Boulez first intended, as he explained in an interview of 1998, to ‘transform
this piece into a longer one for Pollini and a group of instrumentalists, a
kind of piano concerto although without reference to the traditional form. …
Therefore, I produced a piece for three pianos, assuming that there already
exists enough interesting literature for two pianos and ensembles, especially
in the modern age – take for example Bartok's Sonata for Two Pianos and Percussion. (In my opinion, everybody
would have been reminded of this world if I had also written a piece for two
pianos.) I have also considered the possibility of four pianos as this
constellation is very attractive and provides a good balance.’ Then, however,
the siren call of Stravinsky – that great anti-Wagnerian, long also considered
Schoenberg’s antipode – and especially Les
Noces suggested another path.
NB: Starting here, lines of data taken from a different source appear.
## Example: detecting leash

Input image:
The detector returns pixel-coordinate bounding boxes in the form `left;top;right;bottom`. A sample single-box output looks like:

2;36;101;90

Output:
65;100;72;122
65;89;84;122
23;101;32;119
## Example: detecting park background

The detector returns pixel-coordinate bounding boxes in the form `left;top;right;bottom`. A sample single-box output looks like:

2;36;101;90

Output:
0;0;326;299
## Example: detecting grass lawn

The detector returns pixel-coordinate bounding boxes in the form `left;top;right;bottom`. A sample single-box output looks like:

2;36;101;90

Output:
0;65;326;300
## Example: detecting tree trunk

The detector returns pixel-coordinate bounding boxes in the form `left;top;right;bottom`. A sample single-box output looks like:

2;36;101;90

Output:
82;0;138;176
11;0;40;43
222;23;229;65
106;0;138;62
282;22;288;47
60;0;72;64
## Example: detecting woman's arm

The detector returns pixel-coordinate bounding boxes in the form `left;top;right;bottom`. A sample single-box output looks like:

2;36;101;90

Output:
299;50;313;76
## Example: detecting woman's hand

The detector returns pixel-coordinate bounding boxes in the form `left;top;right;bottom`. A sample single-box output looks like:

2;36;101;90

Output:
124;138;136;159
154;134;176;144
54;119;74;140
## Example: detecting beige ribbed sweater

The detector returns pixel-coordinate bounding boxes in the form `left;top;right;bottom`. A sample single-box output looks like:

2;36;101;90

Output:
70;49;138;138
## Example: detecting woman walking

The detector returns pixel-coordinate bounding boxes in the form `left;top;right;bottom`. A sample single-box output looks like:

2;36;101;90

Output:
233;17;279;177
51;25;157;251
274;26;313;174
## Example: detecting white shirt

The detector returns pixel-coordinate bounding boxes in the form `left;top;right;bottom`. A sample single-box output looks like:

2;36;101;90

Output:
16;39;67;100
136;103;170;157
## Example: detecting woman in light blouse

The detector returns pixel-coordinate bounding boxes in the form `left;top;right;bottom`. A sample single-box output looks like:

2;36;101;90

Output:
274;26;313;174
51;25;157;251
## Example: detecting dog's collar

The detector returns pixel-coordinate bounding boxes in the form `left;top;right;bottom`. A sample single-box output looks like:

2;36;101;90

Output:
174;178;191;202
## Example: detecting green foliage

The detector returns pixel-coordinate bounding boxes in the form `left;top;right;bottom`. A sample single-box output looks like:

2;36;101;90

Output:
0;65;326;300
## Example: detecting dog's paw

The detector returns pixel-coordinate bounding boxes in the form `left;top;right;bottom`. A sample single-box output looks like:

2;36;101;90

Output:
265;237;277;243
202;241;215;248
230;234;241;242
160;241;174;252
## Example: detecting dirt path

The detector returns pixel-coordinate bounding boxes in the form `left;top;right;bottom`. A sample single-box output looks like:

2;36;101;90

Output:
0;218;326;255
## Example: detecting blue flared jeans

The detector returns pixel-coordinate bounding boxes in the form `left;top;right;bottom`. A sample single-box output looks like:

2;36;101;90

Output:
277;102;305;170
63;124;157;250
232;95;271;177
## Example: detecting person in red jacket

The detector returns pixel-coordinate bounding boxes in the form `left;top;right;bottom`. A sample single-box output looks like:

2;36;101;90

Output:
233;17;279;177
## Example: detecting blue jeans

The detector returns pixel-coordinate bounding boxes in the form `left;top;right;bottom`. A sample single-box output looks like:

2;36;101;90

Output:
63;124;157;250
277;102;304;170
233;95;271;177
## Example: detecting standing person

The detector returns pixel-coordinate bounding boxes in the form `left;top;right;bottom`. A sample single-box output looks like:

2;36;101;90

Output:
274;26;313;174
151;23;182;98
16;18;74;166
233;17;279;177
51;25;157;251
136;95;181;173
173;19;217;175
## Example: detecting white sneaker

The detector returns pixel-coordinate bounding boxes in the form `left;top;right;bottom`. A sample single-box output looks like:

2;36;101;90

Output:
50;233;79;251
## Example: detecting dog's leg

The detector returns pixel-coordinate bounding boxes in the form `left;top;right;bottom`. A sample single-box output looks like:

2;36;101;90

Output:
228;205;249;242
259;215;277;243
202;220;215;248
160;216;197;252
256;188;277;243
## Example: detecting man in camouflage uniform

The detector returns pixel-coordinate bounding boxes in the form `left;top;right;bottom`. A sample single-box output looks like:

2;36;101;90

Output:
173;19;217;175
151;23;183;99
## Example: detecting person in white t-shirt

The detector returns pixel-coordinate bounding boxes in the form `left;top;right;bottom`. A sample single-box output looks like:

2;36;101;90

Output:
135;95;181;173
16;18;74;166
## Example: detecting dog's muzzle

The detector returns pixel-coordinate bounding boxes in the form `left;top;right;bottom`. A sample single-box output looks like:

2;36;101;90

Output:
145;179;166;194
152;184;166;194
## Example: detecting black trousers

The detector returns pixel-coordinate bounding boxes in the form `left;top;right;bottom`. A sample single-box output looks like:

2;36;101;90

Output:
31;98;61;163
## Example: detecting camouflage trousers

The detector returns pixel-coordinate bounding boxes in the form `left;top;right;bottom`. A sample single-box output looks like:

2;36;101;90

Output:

As Boulez remarked more recently, in 2010,
‘This is the reason why I ended up with three pianos - incidentally three
pianists are part of our ensemble [Intercontemporain].’ There were likewise
three percussionists in the ensemble, and subsequently, the idea of adding
three harps occurred to him, an idea rendered more attractive by his use of the
instrument in Répons.
It would be possible to say much more about its genesis,
and indeed its different versions, but the work itself, even as
work-in-progress – Boulez’s conception of serialism as ever-expanding,
open-ended, means that many of his works remain in this state – requires more
immanent attention. The spatial element is crucial: we
hear solo lines but also different groups: three groups, considered vertically,
each of percussion, harp, and piano, and, considered horizontally, the three
percussionists, the three harpists, and the three pianists. A startling aspect
of the latter formations is to hear passages transferring spatially across,
say, the three pianos, whilst remaining in a sense part of the one giant piano,
played, as it were, by the conductor. It is as if Boulez plays with a musical
magical square, three rows and columns constantly shifting, and yet always
adding up to the required total, even if we do not know what that should be. Then
there are the beguiling sonorities: Boulez offers harmonies of Debussyan –
again, one might say, post-Wagnerian – sumptuousness. Listen also for the
Romantic tinge to the piano writing; Boulez has long admired the expansion of
the instrument’s capabilities by composers such as Liszt and Chopin. A kinetic,
rhythmic energy brings to mind Stravinsky and Bartók. Indeed, that distancing
from the Sonata for Two Pianos and
Percussion notwithstanding, Bartók’s ghost seems present in some of the
piano writing, contagious for the other instrumentalists. Despite the sense –
and, perhaps for some of us, the desire – that this universe might continue
expanding forever, its material in perpetual proliferation, the conclusion,
whose surprise I shall not reveal, proves decisive. At least for now.